The Kamps engine and other home made engines using turbine wheels constructed from stainless steel HAVE TO run cooler because of the inferior material compared to the Inconel wheels used in our engines, the Kamp engine will have all of its passageways sized for "low temperatures" , its designed for a low temp.

Our Inconel wheeled engines will run cool if they are equipped with just a jet pipe , no nozzle, I've experienced temperatures in the low 500s C , even into the high 400sC at Kamp level of P2.

Its how the engine is designed and with what materials that will determine the temperatures , Kamps wants low temperatures , so he designed accordingly ............the KJ66 is a good engine, its just a "low powered" engine when it comes to thrust per pound of air per second because its designed with a relatively low pressure ratio and temperatures .

When Kamp talks about a "model jet engine with a high exhaust gas temperature is a less capable engine" hes talking about that engines use in a very specific scenario.

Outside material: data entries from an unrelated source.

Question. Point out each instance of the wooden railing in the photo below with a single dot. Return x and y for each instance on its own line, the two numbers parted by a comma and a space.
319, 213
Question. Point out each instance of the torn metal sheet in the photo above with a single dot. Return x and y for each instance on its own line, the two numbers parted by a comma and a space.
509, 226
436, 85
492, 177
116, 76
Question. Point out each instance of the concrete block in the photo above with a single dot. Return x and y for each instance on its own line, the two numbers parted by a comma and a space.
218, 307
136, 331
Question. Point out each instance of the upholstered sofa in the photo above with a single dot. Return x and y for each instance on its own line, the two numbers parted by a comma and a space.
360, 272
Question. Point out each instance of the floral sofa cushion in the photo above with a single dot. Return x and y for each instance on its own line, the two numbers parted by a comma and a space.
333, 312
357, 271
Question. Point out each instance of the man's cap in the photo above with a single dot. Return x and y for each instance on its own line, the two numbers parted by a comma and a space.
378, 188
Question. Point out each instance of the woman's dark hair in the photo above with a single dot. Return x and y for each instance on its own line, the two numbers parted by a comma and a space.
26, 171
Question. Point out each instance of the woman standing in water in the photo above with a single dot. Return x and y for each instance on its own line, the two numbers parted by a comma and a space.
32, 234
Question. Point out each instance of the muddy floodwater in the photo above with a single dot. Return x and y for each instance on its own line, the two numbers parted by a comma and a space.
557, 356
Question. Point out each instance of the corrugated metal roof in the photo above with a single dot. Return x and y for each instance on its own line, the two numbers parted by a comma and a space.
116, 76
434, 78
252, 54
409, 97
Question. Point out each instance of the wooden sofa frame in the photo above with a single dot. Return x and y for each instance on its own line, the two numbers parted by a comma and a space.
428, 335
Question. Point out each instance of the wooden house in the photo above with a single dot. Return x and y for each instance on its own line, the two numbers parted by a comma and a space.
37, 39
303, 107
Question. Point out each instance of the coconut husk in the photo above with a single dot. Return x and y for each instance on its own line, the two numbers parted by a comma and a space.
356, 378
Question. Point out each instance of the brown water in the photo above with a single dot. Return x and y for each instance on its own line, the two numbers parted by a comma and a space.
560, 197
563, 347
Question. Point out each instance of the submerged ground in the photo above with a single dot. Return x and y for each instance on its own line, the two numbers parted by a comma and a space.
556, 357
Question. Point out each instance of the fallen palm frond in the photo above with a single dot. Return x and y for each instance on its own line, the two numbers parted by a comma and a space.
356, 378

He then says in the next sentence " Exactly the opposite applies to full sized aircraft engines" .................our Inconel wheeled engines producing either thrust or shaft horsepower are "full sized engines" capable of running the same sort of turbine temperatures as any uncooled aircraft turbine wheel .

Cheers
John

[enginewhisperer]

What John's saying is that if you optimise the engine performance using a normal jet nozzle, the gas producer temps and pressures will stay the same if you swap to a correctly sized freepower turbine or afterburner setup.

You wan't the engine's performance sweet spot to align with the maximum safe turbine inlet temps for maximum power / thrust.